7. Morenci, AZ - Vietnam Veterans from Morenci, Az., reflect on what it was like growing up in a town that was segregated until the early 1970s. Working in the mines and military service were the main employment options for residents. Candy Chavez discusses joining the army. Professor Kyle Longley discusses the fact that of the Morenci 9 who were killed in Vietnam 6 were of the high school class of '66 graduates who had enlisted.
8. Central Coast, CA. - Julian Camacho discusses joining the draft board in 1970 and reviewing deferments.
9. Hanoi, North Vietnam - Alvarez's Jr. sister Delia and his family discusses seeing him on the news footage. Alvarez Jr. recalls being paraded through city streets.
10. Racial Divides - Tony Santiago, of Puerto Rican heritage, recalls learning about racial tensions during his military service.
11. Morenci Deaths - Dan Garcia reflects on the shock of learning one of the Morenci Marines died; Guzzo recalls successive funerals. See a 1968 presidential report, nearly 17,000 American soldiers died in Vietnam during that year.

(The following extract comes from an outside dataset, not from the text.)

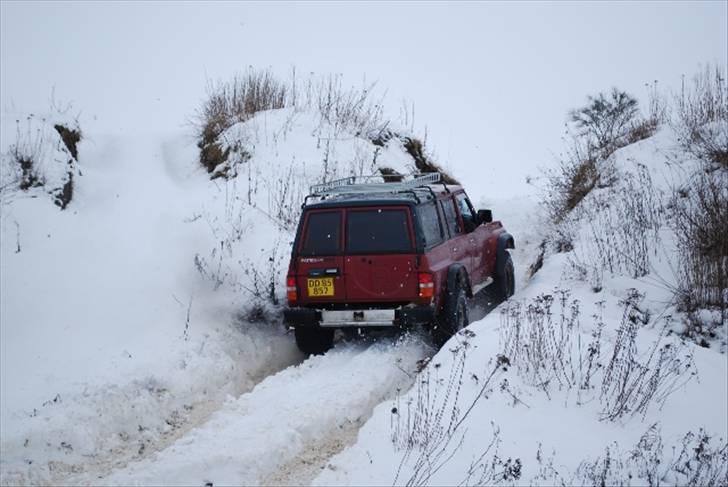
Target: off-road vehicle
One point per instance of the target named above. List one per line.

12. Latino Revolution - The interviewed experts discuss the changing perceptions of draftees after the Tet Offensive and the Latino communities' frustrations with the lack of college recruiters and prevalence of military recruiters. Gregg Barrios discusses a student walkout in Crystal City, Texas.
13. Last of the Morenci 9 to Die in Vietnam - A 1969 television report shows the grave of Clive Garcia; his brother discusses his death and funeral. Friends and family recall Clive's military outlook.

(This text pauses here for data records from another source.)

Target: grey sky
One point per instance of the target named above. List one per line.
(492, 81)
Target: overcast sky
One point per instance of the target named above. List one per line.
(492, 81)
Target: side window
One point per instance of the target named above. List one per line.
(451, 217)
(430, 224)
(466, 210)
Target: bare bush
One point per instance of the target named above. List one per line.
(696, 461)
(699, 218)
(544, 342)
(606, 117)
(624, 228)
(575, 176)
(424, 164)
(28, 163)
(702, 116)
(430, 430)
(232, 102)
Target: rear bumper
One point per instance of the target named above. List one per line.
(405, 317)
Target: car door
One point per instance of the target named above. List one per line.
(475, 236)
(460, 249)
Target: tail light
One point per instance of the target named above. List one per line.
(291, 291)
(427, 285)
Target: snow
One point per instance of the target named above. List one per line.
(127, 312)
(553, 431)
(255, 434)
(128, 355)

14. Latinos in Protest - Experts discuss Latin American mothers' changing perceptions of their sons' participation in the Vietnam War. Footage of a 1970 protest in Los Angeles, CA and Delia Alvarez expressing her family's sentiment is presented within the documentary.
15. Ending the Vietnam War? - President Nixon's January 1972 and January 1973 addresses to the nation about the Vietnam War and POWs. Alvarez Jr. and other POWs return home in February 1973. The documentary includes a press footage of Alvarez Jr. discussing anti-war activities.
16. POWs Return - Alvarez Jr. considers the effects of North Vietnamese propaganda and his surprise upon returning home; Delia Alvarez reflects on her family's elation.
17. Life After War - Vietnam veterans discuss the difficulty of seeing fellow servicemen die and adjusting to life after their return home.
18. Honoring War Veterans - Over 1,800 dog tags hang on the Mares Bluff Veterans Memorial. Experts discuss questioning the Vietnam War and Latino military service. Camacho shares his belief about Latino service enlistment.
19. Mares Bluff Veterans Memorial - Guzzo and Urrea honor their comrades at the memorial; 13 men from Greenlee County died in the Vietnam War. Garcia recalls his brother escorting the body Robert Moncayo home.